Wastewater pits (photo: Brian van der Brug, Los Angeles Times)
Most of the attention recently given the oil drilling industry’s fracking proclivities has had to do with the questionable practice of injecting the resulting toxic wastewater back into the ground near useable groundwater.
But sometimes the industry doesn’t bother with all that. They just dig long trenches and dump the heavily saline, chemically-enriched wastewater into open, unlined pits—without permits, according to the Los Angeles Times, which got an early peek at a survey conducted by state regulators.
The Central Valley Regional Water Quality Control Board compared notes with the state Division of Oil, Gas and Geothermal Resources (DOGGR) last year and made an unhappy discovery. The state had records on a lot more unlined pits than the board had issued permits for. So the board took to surveying all the pits in Kern County, where 80% of the state’s drilling takes place.
No one is naming names about who the operators of the pits are, but there are numbers.

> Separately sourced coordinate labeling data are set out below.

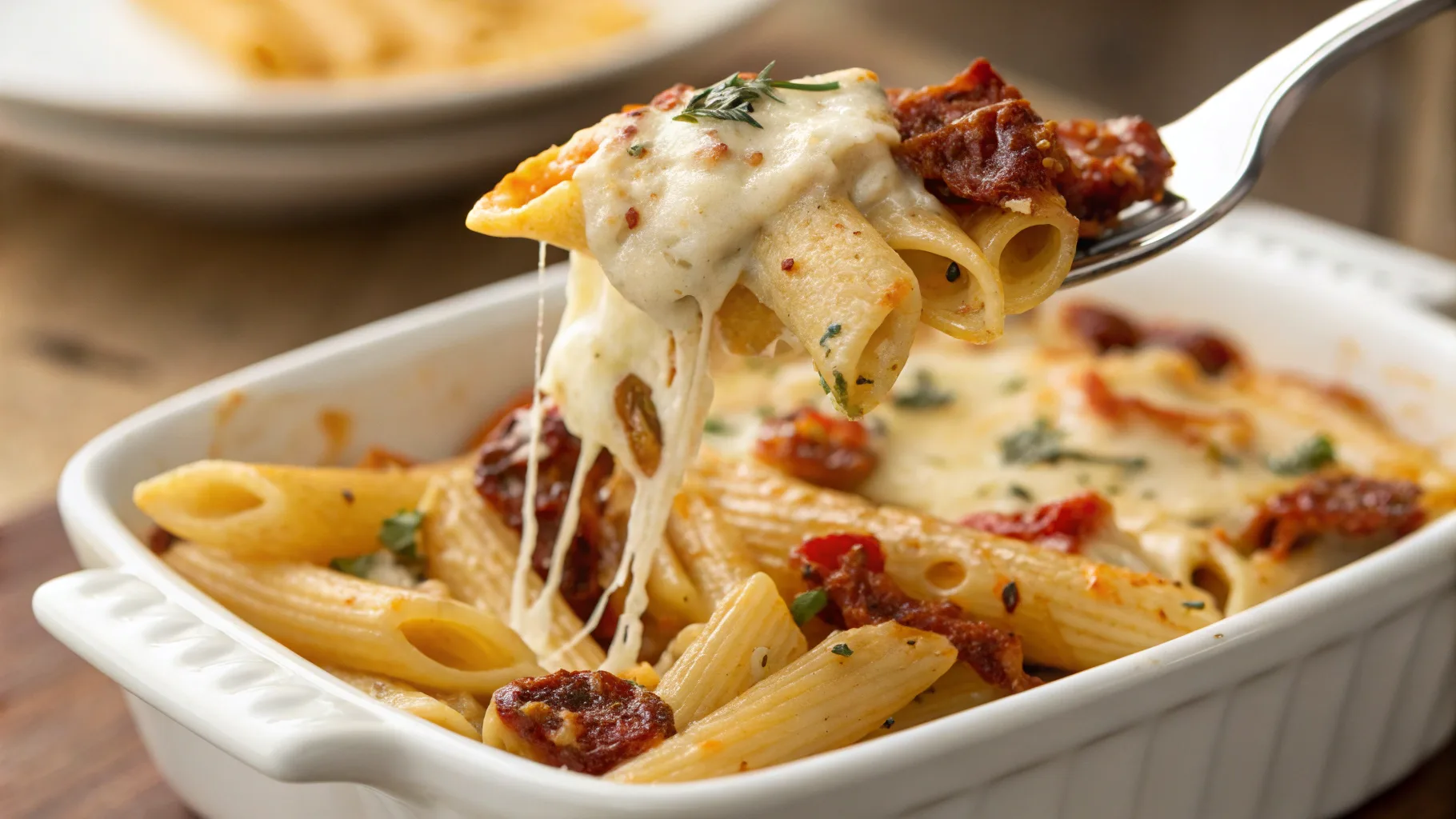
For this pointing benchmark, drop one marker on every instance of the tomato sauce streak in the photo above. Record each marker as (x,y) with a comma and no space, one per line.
(500,479)
(584,721)
(823,449)
(861,595)
(1106,329)
(1063,525)
(1342,505)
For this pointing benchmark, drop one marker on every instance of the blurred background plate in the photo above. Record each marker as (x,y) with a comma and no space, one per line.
(110,58)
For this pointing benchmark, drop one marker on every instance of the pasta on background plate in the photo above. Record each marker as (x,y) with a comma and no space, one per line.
(788,477)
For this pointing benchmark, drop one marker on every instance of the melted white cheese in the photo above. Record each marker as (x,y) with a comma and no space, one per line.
(703,191)
(699,197)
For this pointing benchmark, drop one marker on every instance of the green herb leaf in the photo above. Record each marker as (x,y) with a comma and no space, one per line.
(925,393)
(1312,454)
(807,605)
(733,98)
(398,533)
(1042,444)
(1010,597)
(357,566)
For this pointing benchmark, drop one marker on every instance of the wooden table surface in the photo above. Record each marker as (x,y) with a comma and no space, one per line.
(106,306)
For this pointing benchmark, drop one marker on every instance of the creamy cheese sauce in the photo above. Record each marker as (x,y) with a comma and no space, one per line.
(948,460)
(671,213)
(701,192)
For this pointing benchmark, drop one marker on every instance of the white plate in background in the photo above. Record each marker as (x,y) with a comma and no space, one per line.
(110,58)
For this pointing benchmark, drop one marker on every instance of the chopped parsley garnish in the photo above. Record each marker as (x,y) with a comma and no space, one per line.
(398,533)
(1010,597)
(925,393)
(807,605)
(733,98)
(358,566)
(1042,444)
(1312,454)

The water board counted 933 open pits, 578 of which were active. Of those, 208 lacked proper permits. The effect of the unregulated pits on water resources is unknown. They have been around for decades and became more popular after the practice of dumping wastewater in drainage canals servicing agricultural fields fell out of favor in the 1980s.

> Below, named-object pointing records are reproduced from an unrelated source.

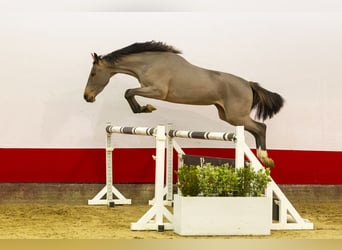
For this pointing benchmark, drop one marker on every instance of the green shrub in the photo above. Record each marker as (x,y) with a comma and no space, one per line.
(222,180)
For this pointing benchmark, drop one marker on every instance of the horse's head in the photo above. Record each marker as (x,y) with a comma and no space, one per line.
(98,78)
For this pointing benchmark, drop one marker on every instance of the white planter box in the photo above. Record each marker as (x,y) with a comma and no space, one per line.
(222,215)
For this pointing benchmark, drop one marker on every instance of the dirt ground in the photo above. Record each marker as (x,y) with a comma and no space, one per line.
(41,221)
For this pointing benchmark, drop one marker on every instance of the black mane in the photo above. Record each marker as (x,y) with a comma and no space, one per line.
(138,48)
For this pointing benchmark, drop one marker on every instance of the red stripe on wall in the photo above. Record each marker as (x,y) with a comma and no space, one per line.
(136,165)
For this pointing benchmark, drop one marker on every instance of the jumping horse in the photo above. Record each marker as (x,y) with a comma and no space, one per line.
(164,75)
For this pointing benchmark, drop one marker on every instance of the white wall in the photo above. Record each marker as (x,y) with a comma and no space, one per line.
(45,62)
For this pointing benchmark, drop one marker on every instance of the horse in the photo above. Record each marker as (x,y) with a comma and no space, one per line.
(165,75)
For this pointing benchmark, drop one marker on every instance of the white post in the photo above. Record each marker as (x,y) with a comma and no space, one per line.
(239,147)
(159,180)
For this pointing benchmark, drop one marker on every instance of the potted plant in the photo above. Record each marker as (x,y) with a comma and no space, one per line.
(222,200)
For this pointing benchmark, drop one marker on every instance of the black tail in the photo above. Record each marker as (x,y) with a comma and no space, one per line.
(267,103)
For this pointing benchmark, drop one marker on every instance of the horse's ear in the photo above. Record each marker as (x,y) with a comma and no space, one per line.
(95,58)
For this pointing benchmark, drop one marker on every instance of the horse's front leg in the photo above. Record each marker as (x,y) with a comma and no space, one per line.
(135,106)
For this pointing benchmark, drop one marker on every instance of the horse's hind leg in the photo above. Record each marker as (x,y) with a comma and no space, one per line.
(257,129)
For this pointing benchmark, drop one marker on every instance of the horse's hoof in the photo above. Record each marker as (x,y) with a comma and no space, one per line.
(268,162)
(147,109)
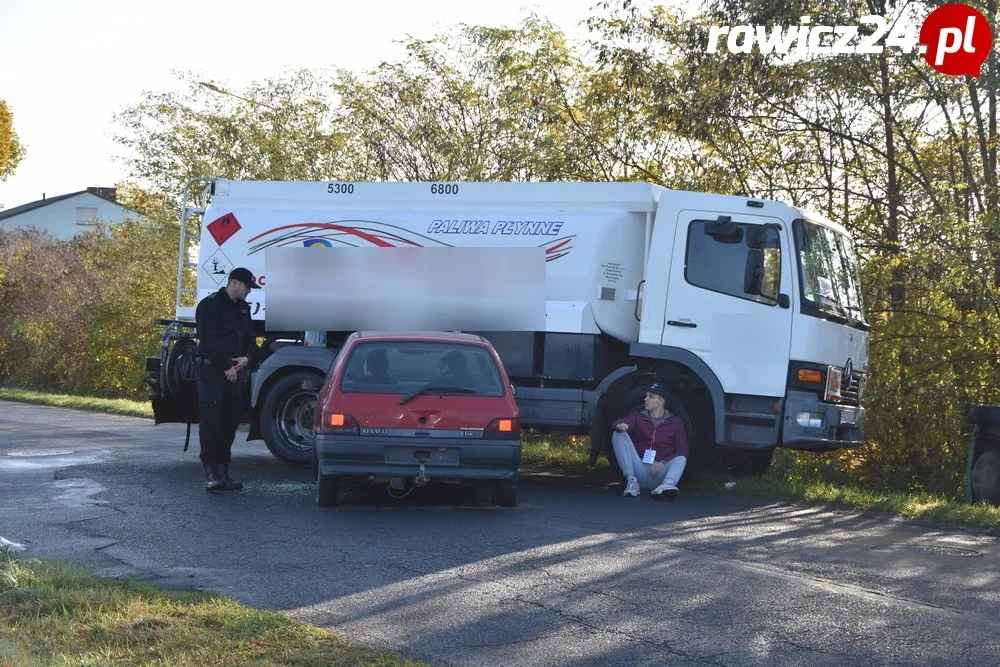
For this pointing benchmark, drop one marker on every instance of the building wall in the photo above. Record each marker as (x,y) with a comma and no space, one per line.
(66,218)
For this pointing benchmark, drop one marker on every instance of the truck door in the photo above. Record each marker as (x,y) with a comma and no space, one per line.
(726,298)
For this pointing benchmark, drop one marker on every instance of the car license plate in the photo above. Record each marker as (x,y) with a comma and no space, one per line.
(848,416)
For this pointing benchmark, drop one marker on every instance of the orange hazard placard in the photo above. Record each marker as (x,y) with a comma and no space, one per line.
(222,229)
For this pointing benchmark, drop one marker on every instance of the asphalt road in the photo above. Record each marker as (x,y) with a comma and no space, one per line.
(573,576)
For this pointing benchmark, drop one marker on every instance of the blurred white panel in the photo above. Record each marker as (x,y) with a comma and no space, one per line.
(405,289)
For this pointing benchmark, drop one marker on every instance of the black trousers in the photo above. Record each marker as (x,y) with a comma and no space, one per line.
(220,404)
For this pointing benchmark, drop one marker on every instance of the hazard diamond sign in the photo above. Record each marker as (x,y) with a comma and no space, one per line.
(222,229)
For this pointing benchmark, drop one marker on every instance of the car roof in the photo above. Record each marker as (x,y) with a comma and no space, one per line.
(422,336)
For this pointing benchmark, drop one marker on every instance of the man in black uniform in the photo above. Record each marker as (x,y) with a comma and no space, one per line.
(226,345)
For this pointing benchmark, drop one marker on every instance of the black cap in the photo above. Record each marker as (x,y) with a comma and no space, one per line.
(244,276)
(656,388)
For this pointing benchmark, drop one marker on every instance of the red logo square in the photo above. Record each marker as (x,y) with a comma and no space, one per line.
(222,229)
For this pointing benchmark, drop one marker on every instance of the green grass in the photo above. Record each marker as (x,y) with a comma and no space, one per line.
(56,614)
(566,455)
(569,456)
(115,405)
(916,505)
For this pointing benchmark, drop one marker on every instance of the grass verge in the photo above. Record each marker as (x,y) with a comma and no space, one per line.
(916,505)
(115,405)
(56,614)
(569,455)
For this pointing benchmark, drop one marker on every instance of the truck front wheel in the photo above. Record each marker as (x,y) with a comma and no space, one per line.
(286,418)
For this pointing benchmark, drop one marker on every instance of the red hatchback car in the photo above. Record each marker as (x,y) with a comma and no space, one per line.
(411,408)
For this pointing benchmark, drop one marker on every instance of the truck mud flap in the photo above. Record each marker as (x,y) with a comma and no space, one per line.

It is possible there are other pits that neither agency is aware of. There were 2,000 active and idle pits recorded in the Central Valley in 1990, but their popularity is said to be in decline.

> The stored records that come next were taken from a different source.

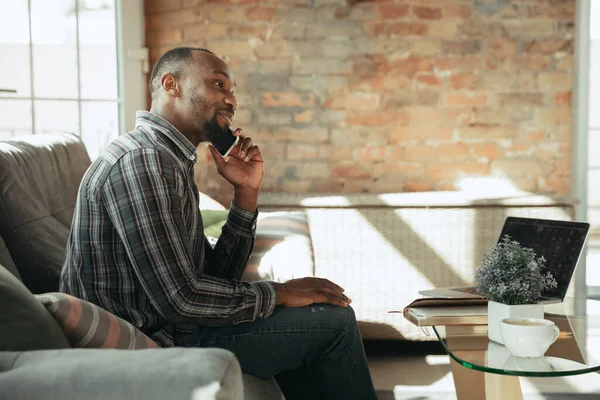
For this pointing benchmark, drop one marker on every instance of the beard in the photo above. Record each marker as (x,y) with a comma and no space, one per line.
(213,131)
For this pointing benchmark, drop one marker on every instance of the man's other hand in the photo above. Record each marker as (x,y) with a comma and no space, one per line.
(306,291)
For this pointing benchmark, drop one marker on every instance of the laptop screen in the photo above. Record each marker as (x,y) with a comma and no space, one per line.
(560,242)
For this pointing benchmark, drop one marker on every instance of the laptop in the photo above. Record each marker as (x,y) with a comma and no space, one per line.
(560,242)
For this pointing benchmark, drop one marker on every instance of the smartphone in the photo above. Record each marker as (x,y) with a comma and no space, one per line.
(225,142)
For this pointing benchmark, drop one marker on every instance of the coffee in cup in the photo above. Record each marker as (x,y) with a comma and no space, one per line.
(528,337)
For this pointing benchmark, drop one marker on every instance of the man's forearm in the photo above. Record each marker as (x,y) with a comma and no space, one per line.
(246,199)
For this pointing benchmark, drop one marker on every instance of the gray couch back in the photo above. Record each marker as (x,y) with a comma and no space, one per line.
(39,179)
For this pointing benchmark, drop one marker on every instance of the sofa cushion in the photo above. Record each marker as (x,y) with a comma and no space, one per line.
(151,374)
(87,325)
(39,179)
(24,322)
(7,262)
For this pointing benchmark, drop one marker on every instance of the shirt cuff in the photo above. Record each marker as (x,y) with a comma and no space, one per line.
(241,221)
(266,297)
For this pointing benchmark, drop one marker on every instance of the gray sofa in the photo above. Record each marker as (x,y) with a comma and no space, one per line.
(39,178)
(384,248)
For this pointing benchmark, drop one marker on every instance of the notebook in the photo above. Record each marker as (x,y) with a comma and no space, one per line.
(561,243)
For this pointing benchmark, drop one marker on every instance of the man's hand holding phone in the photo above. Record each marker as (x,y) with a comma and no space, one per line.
(241,164)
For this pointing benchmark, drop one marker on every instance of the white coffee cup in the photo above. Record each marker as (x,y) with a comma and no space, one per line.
(528,337)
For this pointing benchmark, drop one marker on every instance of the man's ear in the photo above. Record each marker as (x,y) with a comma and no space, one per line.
(170,85)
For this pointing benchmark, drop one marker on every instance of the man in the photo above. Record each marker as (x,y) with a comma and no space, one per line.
(137,247)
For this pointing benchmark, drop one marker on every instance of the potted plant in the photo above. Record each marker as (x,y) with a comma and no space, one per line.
(512,277)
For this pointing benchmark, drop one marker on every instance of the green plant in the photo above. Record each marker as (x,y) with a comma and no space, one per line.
(511,274)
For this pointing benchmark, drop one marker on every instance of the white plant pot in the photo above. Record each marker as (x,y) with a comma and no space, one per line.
(498,311)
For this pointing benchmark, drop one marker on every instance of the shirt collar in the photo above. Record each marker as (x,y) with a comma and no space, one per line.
(146,118)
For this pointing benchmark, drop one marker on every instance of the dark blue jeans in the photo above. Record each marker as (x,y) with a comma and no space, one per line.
(313,352)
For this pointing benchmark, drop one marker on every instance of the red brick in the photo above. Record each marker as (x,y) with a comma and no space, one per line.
(521,148)
(518,167)
(411,133)
(303,135)
(296,151)
(417,186)
(201,31)
(224,13)
(534,62)
(396,28)
(261,13)
(562,167)
(550,46)
(161,37)
(158,6)
(173,19)
(536,99)
(554,116)
(558,184)
(562,99)
(457,64)
(453,150)
(442,28)
(475,99)
(248,31)
(423,12)
(288,99)
(461,47)
(409,66)
(532,136)
(227,48)
(453,170)
(565,63)
(463,81)
(393,11)
(420,152)
(487,132)
(378,118)
(560,10)
(378,153)
(361,101)
(423,115)
(402,168)
(349,169)
(451,9)
(305,117)
(555,80)
(490,151)
(430,80)
(359,136)
(384,83)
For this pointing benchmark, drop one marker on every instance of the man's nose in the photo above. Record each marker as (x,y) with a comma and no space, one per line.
(232,101)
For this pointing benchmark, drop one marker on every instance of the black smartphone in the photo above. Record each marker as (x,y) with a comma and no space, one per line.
(225,142)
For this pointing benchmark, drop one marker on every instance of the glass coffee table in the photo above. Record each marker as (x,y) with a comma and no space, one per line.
(483,369)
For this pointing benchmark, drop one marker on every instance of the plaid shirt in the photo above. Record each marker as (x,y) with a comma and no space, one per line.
(137,247)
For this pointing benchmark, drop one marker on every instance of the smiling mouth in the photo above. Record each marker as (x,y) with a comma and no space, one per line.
(226,118)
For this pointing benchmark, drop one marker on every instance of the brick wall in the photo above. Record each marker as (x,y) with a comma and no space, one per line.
(381,96)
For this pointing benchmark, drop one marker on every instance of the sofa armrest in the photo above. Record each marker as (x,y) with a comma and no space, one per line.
(176,373)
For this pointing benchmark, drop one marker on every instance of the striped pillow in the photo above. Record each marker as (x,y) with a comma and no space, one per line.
(283,248)
(87,325)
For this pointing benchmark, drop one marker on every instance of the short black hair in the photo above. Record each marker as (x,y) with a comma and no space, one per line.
(174,62)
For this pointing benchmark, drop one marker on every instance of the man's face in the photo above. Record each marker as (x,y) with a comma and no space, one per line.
(208,100)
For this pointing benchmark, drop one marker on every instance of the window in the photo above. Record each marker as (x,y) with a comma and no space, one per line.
(60,69)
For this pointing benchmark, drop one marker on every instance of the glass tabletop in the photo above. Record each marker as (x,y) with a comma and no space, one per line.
(576,351)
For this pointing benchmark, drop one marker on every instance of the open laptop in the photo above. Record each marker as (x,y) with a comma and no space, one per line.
(560,242)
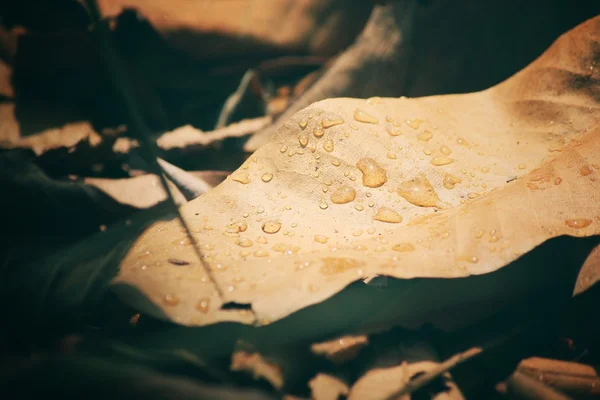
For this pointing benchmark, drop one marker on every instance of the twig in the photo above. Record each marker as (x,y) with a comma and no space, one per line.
(528,388)
(148,146)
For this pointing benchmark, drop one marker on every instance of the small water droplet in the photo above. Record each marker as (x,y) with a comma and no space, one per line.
(328,123)
(241,177)
(321,239)
(271,227)
(385,214)
(373,174)
(261,253)
(425,136)
(303,140)
(413,123)
(328,145)
(403,247)
(171,300)
(441,160)
(585,170)
(420,192)
(267,176)
(445,150)
(450,181)
(578,223)
(203,305)
(362,116)
(244,242)
(343,195)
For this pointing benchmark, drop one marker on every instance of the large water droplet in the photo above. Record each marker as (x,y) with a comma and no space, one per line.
(241,177)
(321,239)
(578,223)
(303,140)
(328,123)
(385,214)
(373,174)
(343,195)
(328,145)
(403,247)
(267,176)
(362,116)
(420,192)
(441,160)
(425,136)
(244,242)
(271,226)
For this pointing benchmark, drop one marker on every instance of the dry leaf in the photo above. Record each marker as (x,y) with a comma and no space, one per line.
(222,28)
(258,366)
(340,350)
(434,187)
(327,387)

The nation’s fourth-largest oil producer produced 130 billion gallons of wastewater to get 8 billion gallons of oil out of the ground in California in 2013, according to a report last November by Andrew Grinberg for Clean Water Action and the Clean Water Fund. The water is chock full of heavy metals, salts, radioactive materials and carcinogens.
Numbers on how much of that water ended up in open pits, as opposed to underground injection or irrigation of crops, are not available because the state didn’t require them until now. The old law required oil companies to provide a monthly statement with “certain information” on water production from each field.
That did not include how much wastewater was produced, what its components were and what the companies did with it. Democratic state Senator Fran Pavley’s SB 1281, passed last September, requires oil companies to report all that stuff on a quarterly basis beginning this year.
At the time of passage, Clean Water Action formally requested that the Central Valley board shut down all unlined open wastewater pits. That didn’t happen.
The state is only now beginning to regulate hydraulic fracturing (fracking), following passage of Senate Bill 4 in 2013. Although the bill was criticized by many as being too little regulation too late, it did set in motion an attempt to at least catalogue what the oil industry was doing and where it was doing it.
Reports over the last six months have slowly revealed the industry’s disposal of billions of gallons of toxic wastewater into healthy aquifers through injection wells. The San Francisco Chronicle reported last month that state records showed government allowed oil companies to drill at least 171 waste-disposal wells into aquifers of drinkable water and 253 more into aquifers that could be (or had been) drinkable with treatment. Another 40 wells pumped water into aquifers for which there is no known data on water quality.
When Grinberg wrote his report, DOGGR was reporting just 432 active unlined pits. Eight-five percent of them were within 1 mile of a surface waterway, 75% were a half-mile away and 62% were within 1,500 feet. The report noted the obvious: “Close proximity to waterways increases risk that harmful spills, seepage, or improper use will contribute to water quality degradation.”